The Differentiable Camera
Although today's cameras fuel diverse applications, from personal photography to self-driving vehicles, they are designed in a compartmentalized fashion where the optics, sensor, image processing pipeline, and vision models are often devised in isolation: a camera design is decided by intermediate metrics describing optical performance, signal to noise ratio, and image quality, even though object detection scores may only matter for the camera application. In this talk, I will present a differentiable camera architecture, including compound optics, sensing and exposure control, image processing, and downstream vision models. This architecture allows us to learn cameras akin to neural networks, entirely guided by downstream loss functions. Learned cameras move computation to the optics, with entirely different optical stacks for different vision tasks (and beating existing stacks such as Tesla's Autopilot). The approach allows us to learn entirely new cameras that are ultra-small at a few hundred microns in size while matching the quality achieved with cm-size compound lenses, and learn active illumination together with the image pipeline, achieving accurate dense depth and vision tasks in heavy fog, snow, and rain (beating scanning lidar methods). Finally, I will describe an approach that makes the scene itself differentiable, allowing us to backpropagate gradients through the entire capture and processing chain in an inverse rendering fashion. As such, the proposed novel breed of learned cameras brings unprecedented capabilities in optical design, imaging, and vision.

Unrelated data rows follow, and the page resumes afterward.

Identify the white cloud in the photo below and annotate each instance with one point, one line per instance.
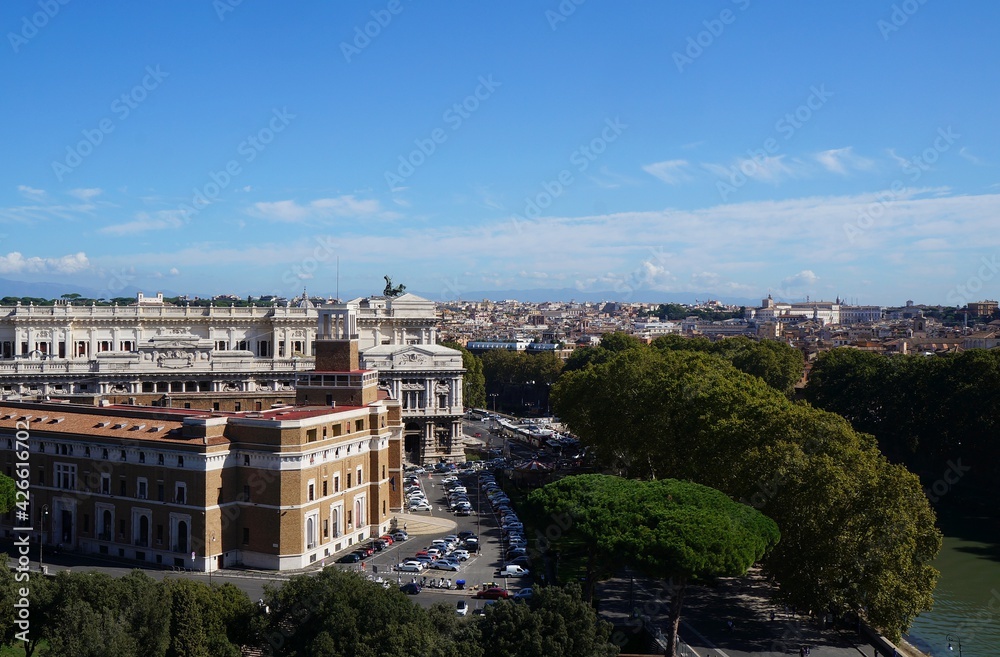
(772, 169)
(145, 221)
(671, 172)
(15, 263)
(964, 152)
(346, 206)
(843, 160)
(85, 194)
(32, 192)
(804, 279)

Felix Heide is a professor at Princeton, where he leads the Princeton Computational Imaging Lab since 2020. He co-founded Algolux, where he lead research and development of the full autonomous driving stack. His group at Princeton explores imaging and computer vision approaches that allow computers to see and understand what seems invisible today — enabling super-human capabilities for the cameras in our vehicles, personal devices, microscopes, telescopes, and the instrumentation we use for fundamental physics. This includes today's capture and vision challenges, including harsh environmental conditions, e.g. imaging under ultra-low or high illumination or computer vision through dense fog, rain, and snow, imaging at ultra-fast or slow time scales, freezing light in motion, imaging at extreme scene scales, from super-resolution microscopy to kilometer-scale depth sensing, and imaging via proxies using nearby object surfaces as sensors instead. Researching vision systems end-to-end, his work lies at the intersection of optics, machine learning, optimization, computer graphics, and computer vision. He received my Ph.D. from the University of British Columbia, and he was a postdoc at Stanford University. His doctoral dissertation won the Alain Fournier Ph.D. Dissertation Award and the SIGGRAPH outstanding doctoral dissertation award.